Elle est mourante. La maladie lui a enlevée depuis 3 ans, morceau par morceau son autonomie et sa capacité à la socialisation. La mémoire est partie la première. Source de frustration mais pas la pire. Puis la parole s'est fait de plus en plus difficile. La vie a perdue de sa saveur. L'être humain est un animal social, le mot est notre lien. Elle qui l'avait aimable et plein d'esprit s'en est vu privée, murée petit à petit dans le bégaiement, puis le silence.

Une femme courageuse est en train de nous quitter. La vie s'accroche encore alors que la mécanique du corps a quasiment abandonnée. Nous sommes là à côté, à deviser comme si elle était déjà partie. Nous, nous arrêtons et tournons la tête vers elle lorsque sa respiration fait une pause, une pause interminable, une pause assourdissante de silence. Est-ce la dernière ?

A cette instant je songe à ce savoir acquis durant tout une vie, presque 1 siècle. Ce savoir être, ce savoir faire, ce savoir écouter, ce savoir compatir, ce savoir éduquer, ce savoir aimer... tous ces savoirs qu'il est si difficile de transmettre. Et puis il y a cette culture de son temps à la sauce de l'air du temps, mélange de vielle France comme dirait ma mère et de modernité, déjà en avance d'une génération, n'hésitant pas à faire du parachute ascensionnel à 65 ans, ou qui partait à l'aventure jusqu'à 75 ans sur les routes d'Europe en camping avec ses amis du même âge.

Par dessus tout elle aimait sa famille et travaillait d'arrache pied à être la glu entre tous les cousins, cousines, oncles et tantes, quelque soient les aléas géographiques ou humains qui auraient pu se mettre en travers de cette mission.
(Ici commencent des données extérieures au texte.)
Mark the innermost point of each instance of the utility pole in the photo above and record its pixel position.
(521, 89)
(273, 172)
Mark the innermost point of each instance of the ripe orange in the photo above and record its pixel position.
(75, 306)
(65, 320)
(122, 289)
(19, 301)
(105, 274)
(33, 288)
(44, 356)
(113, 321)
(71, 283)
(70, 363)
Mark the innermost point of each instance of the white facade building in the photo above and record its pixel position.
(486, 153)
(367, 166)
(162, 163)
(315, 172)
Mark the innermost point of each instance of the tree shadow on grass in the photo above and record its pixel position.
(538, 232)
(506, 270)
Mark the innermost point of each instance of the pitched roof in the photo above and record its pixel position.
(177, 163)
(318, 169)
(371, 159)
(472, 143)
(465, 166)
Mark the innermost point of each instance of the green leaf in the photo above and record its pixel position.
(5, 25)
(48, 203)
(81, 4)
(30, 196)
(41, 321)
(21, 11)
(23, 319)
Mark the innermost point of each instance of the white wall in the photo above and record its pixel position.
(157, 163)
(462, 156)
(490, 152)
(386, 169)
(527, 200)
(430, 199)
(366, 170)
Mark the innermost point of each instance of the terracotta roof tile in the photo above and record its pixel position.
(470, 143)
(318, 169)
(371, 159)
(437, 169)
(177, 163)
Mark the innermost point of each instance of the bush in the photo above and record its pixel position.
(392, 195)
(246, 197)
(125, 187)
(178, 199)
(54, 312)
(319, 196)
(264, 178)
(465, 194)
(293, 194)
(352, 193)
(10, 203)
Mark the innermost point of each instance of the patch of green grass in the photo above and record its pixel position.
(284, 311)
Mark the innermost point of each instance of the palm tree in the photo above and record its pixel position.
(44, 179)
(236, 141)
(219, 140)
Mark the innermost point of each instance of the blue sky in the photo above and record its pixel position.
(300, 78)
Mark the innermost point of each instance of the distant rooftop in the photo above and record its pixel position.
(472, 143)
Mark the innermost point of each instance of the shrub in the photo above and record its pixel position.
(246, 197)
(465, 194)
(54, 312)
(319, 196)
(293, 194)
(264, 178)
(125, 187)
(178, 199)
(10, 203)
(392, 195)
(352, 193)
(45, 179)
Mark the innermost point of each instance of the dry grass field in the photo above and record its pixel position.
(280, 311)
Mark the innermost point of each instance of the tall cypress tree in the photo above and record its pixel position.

Je ne croyais pas que les larmes me viendraient si facilement en allant lui rendre visite peut être pour la dernière foi. Les mots ne sont pas sortis lorsque j'étais près d'elle tout à l'heure et c'est pourquoi ils sortent maintenant. Ils lui sont bien sûr dédiés.

Ma mémé tout terrain s'en va. Je ne suis pas triste, je suis ému.